Agents are fantastic at staying within the boundaries of a codebase, but once that code needs to interact with the real-world complexities of cloud environments, networks, and IAM the AI struggles. You absolutely still need experienced engineers to bridge that gap.

4. Permissions and Platform Shifts Require Human Eyes 👁️‍🗨️

A perfect example of this friction happened during deployment. Midway through, we decided to shift the deployment from one container platform to another.

Immediately, we hit a wall of convoluted permission issues and access blocks. The agent couldn’t untangle the mess. Fortunately, the team consisted of seasoned engineers who had the operational scars to quickly spot the root causes and clear them. Without their expertise, we would have been stuck in an endless loop of trial and error.

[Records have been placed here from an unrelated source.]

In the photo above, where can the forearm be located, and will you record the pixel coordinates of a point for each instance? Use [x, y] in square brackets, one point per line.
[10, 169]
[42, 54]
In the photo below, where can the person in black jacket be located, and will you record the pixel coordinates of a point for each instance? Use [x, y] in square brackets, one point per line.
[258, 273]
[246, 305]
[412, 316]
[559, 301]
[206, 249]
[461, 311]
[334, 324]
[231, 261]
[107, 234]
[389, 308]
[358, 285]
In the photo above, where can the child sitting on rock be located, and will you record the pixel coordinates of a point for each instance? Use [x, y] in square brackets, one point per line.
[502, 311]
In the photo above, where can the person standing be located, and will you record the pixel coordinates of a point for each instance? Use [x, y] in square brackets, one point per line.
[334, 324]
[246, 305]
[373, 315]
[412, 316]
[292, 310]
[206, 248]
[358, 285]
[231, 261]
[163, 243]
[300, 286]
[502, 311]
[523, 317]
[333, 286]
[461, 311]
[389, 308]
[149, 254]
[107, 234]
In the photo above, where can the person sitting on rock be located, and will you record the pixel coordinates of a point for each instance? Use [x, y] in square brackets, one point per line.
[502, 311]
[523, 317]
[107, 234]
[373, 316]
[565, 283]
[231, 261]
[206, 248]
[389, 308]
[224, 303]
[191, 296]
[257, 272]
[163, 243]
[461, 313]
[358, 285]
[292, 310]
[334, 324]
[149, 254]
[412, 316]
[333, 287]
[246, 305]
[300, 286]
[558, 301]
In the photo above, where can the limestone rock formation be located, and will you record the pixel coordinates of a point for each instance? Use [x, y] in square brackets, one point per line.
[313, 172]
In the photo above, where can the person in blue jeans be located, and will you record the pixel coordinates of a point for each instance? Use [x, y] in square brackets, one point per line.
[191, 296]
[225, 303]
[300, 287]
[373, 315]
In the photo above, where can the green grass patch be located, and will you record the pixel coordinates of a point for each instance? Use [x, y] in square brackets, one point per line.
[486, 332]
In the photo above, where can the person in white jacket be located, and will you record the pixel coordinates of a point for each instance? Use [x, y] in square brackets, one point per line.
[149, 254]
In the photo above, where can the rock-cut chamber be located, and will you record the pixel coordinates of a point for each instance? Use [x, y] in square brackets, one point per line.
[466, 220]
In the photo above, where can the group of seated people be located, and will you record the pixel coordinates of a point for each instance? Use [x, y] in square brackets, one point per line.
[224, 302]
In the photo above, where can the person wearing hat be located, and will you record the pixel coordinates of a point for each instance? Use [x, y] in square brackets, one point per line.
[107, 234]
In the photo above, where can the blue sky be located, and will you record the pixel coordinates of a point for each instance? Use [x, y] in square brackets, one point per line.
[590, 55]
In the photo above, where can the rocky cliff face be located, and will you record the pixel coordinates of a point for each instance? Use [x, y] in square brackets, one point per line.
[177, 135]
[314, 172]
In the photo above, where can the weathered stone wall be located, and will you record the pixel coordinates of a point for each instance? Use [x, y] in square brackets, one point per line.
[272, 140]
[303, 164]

One personal observation from my side is how many times I find myself fixing errors manually instead of prompting the AI to fix them. This is not because the AI cannot fix them, but because it is often faster to fix them myself than to explain the context to the AI. This is especially true for infrastructure related issues.

5. Technical Debt is Still a Human Decision 🧠

If you ask an AI agent a specific question about an implementation, it will give you a straightforward, localized answer. What it won’t do is look at the big picture.

Decisions about technical debt, architectural trade-offs, and hosting platforms were driven entirely by human discussions. AI lacks the business context and foresight to weigh the long-term cost of a technical shortcut against immediate project deadlines. The macro-level strategy remains firmly in the hands of the engineering team.

A very good example I suspect a lot of people will run into is choosing an always-on Architecture (Traditional servers running all the time with endpoints) vs an event-driven architecture. While sometimes the choice might seem obvious, factors like cost, day 2 operations and business requirements are hard for Agents to understand.

6. Integration is as Tricky as Ever 🧩

Agents excel at building highly functional, isolated components. But as any software engineer knows, building the pieces is only half the battle; stitching them together is where things break.

Integration remains incredibly tricky when relying on AI-generated components. The biggest safeguard we had? Robust integration tests. If you are leaning heavily on Agentic AI to write your components, your testing strategy needs to be flawless to ensure those components play nicely together in a unified system.

The Long-Term Horizon: Redesigning Infrastructure for Agents 🏗️ Looking beyond this single engagement, it’s clear that the industry is heading toward a massive paradigm shift. There is an enormous amount of hype about Agentic AI when it comes to coding, but the reality is that software engineering goes far beyond just writing syntax—it’s about how that code lives, breathes, and interacts with its environment.

Because of this, the role of the experienced engineer isn’t disappearing; it is shifting toward building AI infrastructure.

Today, there are multiple players in the market offering out-of-the-box AI capabilities. But the future points toward a hybrid model where companies consume these services while also hosting and managing their own internal agent ecosystems. This introduces an entirely new class of enterprise requirements:

  • Agent Skills Management: Registries and catalogs to manage what specific agents are allowed and trained to do.
  • Agent Compliance Testing: Frameworks to ensure autonomous agents adhere to corporate and regulatory standards before they act.
  • Machine-to-Machine Security: Establishing strict IAM and security boundaries for non-human actors.

The fundamental truth is this: Today’s infrastructure was designed to work with humans. Tomorrow’s infrastructure will have to be rebuilt to work natively with agents.

The Takeaway

Agentic AI elevates engineering teams. It handles the heavy lifting of legacy translation, boilerplate generation, and rapid prototyping, allowing humans to move faster. However, the role of the Senior Engineer is more critical than ever—shifting from purely writing code to acting as an architect, an integrator, and the builder of the infrastructure that will power the next generation of autonomous agents.